You can organize feeds into folders using the Feed settings dropdown:

The Feed settings menu

The Feed settings menu let's you add feeds to folders, create folders, and delete feeds

I use this feature to make it faster for me to do my daily Twitter postings.

Many sites don’t use Feedburner – when you click on the RSS feed icon on a site like that you’ll see something like this:

A raw XML feed in a web browser

A raw XML feed in a web browser

In that case, you should copy the URL (the address in the address bar near the top), go to an open Google Reader tab, click the Add a subscription button and then paste that URL into the text entry area:

Adding a subscription manually to Google Reader

Adding a subscription manually to Google Reader

Hitting the Return key will add the feed to Google Reader.

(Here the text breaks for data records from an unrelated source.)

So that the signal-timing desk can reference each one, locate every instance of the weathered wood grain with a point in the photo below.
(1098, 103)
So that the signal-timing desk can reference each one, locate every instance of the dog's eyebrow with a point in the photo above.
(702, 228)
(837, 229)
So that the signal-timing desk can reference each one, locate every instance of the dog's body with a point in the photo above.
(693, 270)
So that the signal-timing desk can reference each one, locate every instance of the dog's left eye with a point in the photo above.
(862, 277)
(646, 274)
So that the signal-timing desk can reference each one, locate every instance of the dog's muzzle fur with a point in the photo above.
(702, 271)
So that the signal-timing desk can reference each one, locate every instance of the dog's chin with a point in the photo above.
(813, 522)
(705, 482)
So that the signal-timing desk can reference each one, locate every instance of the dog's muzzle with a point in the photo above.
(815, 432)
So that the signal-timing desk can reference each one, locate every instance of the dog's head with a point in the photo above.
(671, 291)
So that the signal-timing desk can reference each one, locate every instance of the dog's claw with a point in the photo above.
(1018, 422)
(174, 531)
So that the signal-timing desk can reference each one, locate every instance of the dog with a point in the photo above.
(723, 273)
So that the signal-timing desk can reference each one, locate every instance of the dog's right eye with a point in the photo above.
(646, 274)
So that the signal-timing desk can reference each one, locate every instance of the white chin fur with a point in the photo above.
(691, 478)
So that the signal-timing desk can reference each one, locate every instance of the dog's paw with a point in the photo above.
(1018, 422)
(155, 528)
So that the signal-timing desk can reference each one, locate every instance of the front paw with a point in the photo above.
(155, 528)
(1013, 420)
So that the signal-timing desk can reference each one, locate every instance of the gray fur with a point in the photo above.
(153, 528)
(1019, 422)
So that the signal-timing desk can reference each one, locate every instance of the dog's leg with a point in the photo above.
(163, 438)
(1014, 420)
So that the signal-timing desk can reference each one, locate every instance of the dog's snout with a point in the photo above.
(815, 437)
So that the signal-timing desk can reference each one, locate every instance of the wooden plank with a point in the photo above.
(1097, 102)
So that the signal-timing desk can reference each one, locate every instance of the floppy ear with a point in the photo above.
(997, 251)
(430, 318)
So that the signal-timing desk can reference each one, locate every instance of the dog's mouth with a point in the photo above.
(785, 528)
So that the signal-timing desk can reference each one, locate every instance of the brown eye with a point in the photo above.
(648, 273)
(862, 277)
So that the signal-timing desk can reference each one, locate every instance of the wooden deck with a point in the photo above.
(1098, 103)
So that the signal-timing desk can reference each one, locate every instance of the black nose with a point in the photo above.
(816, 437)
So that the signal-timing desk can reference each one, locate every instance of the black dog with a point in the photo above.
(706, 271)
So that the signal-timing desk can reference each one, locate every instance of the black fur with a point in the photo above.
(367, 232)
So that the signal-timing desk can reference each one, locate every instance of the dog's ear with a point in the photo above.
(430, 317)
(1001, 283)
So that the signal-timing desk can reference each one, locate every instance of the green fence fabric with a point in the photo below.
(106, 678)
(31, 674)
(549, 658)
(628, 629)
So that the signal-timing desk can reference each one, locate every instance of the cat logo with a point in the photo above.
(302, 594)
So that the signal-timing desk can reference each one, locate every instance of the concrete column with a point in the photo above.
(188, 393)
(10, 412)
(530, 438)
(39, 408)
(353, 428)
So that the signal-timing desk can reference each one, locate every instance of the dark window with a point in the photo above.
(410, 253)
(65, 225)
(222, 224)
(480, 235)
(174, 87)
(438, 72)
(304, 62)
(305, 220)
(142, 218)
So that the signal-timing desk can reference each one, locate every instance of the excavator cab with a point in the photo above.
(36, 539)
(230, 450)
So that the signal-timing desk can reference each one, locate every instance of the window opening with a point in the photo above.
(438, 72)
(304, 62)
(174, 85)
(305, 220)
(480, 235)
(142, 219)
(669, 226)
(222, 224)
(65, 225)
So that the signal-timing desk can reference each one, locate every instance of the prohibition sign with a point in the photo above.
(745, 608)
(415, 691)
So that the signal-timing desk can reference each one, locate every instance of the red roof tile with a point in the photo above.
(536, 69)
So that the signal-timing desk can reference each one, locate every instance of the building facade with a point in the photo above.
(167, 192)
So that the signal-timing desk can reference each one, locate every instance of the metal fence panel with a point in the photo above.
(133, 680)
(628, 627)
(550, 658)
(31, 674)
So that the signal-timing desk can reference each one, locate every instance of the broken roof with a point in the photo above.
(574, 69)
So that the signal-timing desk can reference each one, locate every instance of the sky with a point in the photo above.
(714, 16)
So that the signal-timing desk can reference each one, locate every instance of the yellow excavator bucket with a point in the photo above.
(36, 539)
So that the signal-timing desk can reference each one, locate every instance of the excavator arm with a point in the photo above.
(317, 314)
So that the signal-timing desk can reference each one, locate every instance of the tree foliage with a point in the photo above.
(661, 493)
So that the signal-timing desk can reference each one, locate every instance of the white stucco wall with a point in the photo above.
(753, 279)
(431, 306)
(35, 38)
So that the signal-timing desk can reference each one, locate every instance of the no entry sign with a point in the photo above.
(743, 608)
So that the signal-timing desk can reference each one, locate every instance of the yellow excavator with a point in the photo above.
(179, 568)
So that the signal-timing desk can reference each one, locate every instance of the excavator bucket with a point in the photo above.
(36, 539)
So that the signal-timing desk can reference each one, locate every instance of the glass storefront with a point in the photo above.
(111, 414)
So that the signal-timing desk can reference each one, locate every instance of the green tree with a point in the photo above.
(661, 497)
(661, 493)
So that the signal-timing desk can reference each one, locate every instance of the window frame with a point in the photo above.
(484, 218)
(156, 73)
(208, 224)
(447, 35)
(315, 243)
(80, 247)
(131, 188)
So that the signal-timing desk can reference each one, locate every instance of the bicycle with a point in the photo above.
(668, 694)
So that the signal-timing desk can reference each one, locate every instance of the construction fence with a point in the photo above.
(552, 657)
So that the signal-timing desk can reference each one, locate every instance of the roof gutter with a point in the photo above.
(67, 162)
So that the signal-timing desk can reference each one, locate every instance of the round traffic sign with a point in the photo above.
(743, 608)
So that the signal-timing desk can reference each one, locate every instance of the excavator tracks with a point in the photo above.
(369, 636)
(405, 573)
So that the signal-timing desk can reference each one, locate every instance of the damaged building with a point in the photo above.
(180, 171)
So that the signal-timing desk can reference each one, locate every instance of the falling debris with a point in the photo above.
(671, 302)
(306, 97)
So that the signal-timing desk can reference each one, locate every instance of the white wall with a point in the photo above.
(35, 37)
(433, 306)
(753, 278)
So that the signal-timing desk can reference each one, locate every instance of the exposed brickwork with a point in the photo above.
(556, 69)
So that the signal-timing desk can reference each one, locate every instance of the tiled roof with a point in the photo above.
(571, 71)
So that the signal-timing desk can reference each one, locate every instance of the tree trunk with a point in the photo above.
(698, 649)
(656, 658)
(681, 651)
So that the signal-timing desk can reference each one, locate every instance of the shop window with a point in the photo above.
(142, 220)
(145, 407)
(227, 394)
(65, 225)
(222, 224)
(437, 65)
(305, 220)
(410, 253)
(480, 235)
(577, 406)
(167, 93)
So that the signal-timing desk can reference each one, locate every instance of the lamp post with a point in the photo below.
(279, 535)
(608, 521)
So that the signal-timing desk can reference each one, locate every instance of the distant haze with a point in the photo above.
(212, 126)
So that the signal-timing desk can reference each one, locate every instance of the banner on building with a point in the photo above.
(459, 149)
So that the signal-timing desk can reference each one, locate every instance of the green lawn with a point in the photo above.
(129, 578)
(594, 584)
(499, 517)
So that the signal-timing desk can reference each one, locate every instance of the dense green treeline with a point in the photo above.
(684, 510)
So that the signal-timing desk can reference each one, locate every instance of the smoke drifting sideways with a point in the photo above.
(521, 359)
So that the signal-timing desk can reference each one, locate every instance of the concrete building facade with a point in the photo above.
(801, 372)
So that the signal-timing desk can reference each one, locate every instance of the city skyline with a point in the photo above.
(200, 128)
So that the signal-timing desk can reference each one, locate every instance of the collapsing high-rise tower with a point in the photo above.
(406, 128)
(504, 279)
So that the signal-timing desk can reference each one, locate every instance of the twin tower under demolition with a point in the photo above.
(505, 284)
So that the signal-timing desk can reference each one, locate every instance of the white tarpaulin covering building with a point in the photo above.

If you don’t see an RSS icon or text link on a web site, try appending /feed/ to the URL, or web address, and see if you get RSS content. If so you can manually add the subscription in Google Reader

If you are involved in publishing web content, you should take a look at Feedburner, a very popular RSS feed syndicator and tracking tool: http://feedburner.google.com. It’s easy to set up a feed especially from a blog, for example WordPress – instructions can be found on the Feedburner site. Here is a screenshot of the entry page into Feedburner for my site:

The first page you see when you log into your Feedburner account

The first page you see when you log into your Feedburner account

And a shot of the first analytics, or data, page:

The first Feedburner analytics page

The first Feedburner analytics page

I use Feedburner for my website, and I use Google Reader to read RSS feeds every day – I like to run it inside Google’s Chrome browser because Reader uses a lot of JavaScript and CSS and Chrome handles that faster than Firefox, and Chrome separates it’s JavaScript per tab, so other tabs don’t directly affect Reader’s performance.

If you haven’t been using RSS, I hope you’ll start – it’s very simple and can really streamline keeping up with internet information overload.